Tamoxifen Treatment in Correlation with Increased ET-1 Levels Is Associated with the Development of Breast Cancer Metastases
Breast cancer is a hormone-dependent
tumor. Apart from chemotherapy, a hormone-therapy is a frequently elected
treatment method for patients with positive estrogen receptor status. One
important drug for hormone-therapy is Tamoxifen (Tam). Tam binds to both
estrogen receptors (alpha and beta) and inhibits the production of specific
target genes, important for tumor development.
Endothelin-1 (ET-1),
first described as a vasoconstrictor peptide, is also frequently associated
with the development of tumors. ET-1 binds via two independent receptors A and
B and the expression of these receptors plays an important role in the
development of tumors.
The authors in this
article analyzed the relationship between Tamoxifen, ET-1 overexpression, and estrogen
receptor (ER) leading to Tamoxifen resistance. Breast cancer cell lines
were treated with Tamoxifen, ET-1, estrogen and combinations. Using qRT-PCR,
immune-precipitation, Western blot, EMSA and immunohistology target gene
expression and ER complex partners were investigated. Human biopsies and
mastectomy specimens were immunohistologically studied for Vimentin 3, and ERβ.

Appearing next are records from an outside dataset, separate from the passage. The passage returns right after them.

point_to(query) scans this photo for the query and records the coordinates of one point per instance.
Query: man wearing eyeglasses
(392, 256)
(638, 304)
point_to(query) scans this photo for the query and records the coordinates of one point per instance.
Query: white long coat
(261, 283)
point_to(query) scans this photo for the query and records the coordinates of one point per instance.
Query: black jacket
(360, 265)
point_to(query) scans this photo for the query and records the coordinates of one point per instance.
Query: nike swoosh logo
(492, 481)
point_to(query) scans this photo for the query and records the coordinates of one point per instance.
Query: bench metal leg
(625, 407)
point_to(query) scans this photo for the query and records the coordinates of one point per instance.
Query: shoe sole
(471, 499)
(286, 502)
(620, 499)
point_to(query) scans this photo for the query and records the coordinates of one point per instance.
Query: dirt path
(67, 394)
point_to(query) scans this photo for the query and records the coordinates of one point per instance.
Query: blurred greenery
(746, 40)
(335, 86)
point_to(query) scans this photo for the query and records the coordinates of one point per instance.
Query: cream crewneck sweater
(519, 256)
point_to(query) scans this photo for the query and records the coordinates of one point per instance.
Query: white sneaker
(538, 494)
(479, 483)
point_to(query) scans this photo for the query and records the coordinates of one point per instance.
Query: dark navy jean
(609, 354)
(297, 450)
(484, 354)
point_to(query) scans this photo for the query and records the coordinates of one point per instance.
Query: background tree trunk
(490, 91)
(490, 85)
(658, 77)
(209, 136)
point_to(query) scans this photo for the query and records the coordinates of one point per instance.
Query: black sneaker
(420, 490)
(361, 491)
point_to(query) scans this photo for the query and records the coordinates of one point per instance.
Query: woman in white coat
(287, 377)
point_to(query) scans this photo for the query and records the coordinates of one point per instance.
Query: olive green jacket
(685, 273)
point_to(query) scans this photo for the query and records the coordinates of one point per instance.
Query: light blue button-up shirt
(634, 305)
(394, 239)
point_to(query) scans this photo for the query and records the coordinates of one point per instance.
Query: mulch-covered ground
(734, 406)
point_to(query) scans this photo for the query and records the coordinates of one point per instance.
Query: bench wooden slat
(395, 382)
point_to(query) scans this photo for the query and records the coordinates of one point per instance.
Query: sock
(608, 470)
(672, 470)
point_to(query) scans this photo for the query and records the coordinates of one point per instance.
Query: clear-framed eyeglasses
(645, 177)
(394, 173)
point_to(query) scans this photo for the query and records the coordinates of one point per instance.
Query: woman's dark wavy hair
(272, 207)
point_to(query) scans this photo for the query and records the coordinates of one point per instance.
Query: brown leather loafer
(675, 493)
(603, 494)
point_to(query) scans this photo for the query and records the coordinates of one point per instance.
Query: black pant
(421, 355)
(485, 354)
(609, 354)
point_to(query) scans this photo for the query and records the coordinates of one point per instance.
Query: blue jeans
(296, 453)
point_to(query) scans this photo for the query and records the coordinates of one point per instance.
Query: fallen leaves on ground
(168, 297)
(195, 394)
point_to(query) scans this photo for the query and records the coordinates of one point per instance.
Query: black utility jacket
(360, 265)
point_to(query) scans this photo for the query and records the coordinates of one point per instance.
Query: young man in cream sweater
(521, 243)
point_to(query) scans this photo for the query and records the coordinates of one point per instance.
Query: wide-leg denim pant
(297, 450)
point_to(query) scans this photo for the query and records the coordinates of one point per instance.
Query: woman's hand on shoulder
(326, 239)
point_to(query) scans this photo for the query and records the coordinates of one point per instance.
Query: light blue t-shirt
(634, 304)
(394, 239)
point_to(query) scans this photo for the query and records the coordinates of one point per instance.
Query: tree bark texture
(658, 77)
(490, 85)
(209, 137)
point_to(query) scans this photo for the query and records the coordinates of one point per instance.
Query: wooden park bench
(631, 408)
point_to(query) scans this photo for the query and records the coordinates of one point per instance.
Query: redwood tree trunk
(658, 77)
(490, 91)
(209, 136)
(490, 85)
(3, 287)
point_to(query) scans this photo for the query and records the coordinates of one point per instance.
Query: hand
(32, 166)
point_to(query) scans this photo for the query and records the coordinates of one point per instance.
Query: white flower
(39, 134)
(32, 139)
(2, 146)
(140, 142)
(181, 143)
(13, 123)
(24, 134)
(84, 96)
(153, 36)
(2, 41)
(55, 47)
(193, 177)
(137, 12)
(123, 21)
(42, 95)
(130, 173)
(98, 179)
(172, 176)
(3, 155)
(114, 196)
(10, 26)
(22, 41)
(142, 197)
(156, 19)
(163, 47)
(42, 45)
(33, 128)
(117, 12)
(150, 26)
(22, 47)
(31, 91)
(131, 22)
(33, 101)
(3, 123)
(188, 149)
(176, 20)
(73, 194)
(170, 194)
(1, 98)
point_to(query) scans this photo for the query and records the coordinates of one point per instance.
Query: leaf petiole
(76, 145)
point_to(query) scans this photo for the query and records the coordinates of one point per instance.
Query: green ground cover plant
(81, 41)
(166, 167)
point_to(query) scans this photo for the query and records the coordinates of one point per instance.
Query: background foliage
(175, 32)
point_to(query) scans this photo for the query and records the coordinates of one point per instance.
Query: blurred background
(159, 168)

The results indicated that breast cancer cells
stimulated with a combination of Tamoxifen and ET-1 downregulate ERα,
while upregulating intracellular ET-1, and ERβ. Immunoprecipation of nuclear extracts with ET-1, ERα or
ERβ agarose conjugated antibodies
revealed a complex formation change replacing ERα by ERβ once Tamoxifen formed a complex with
ET-1. ERβ and ET-1 migrated into the
nucleus. ET-1 stimulation upregulated metastases promoting target genes (IL-6,
Wnt11), including a novel one, Vimentin 3. Tissue analyses showed Vim3 and ERβ expression in metastases of ERα positive
breast cancer, and in ERα negative biopsies/mastectomy specimens.
From the observations, it can be concluded that in within the limitations
of such a study, ERß seems to be a
more important player in ERα positive
but also in ERα negative breast
cancer, irrespective of the reason for this negativity. The observation of ERß and Vim3 positive tumor parallel the
results from the cell culture study, suggesting that the translocation of ET-1
into the nucleus via ERß is responsible for the overproduction of Vim3, which
may well be important for cells to lose their anchorage, and leave the cell
layer. In short, this concept presents a new treatment approach for
individualized medicine in breast cancer patients with increased ET-1 levels.
Article by Melanie von Brandenstein,
et al, from Germany and UK.
Full access: http://mrw.so/5pL2sJ
Image by Side Effects1, from
Flickr-cc.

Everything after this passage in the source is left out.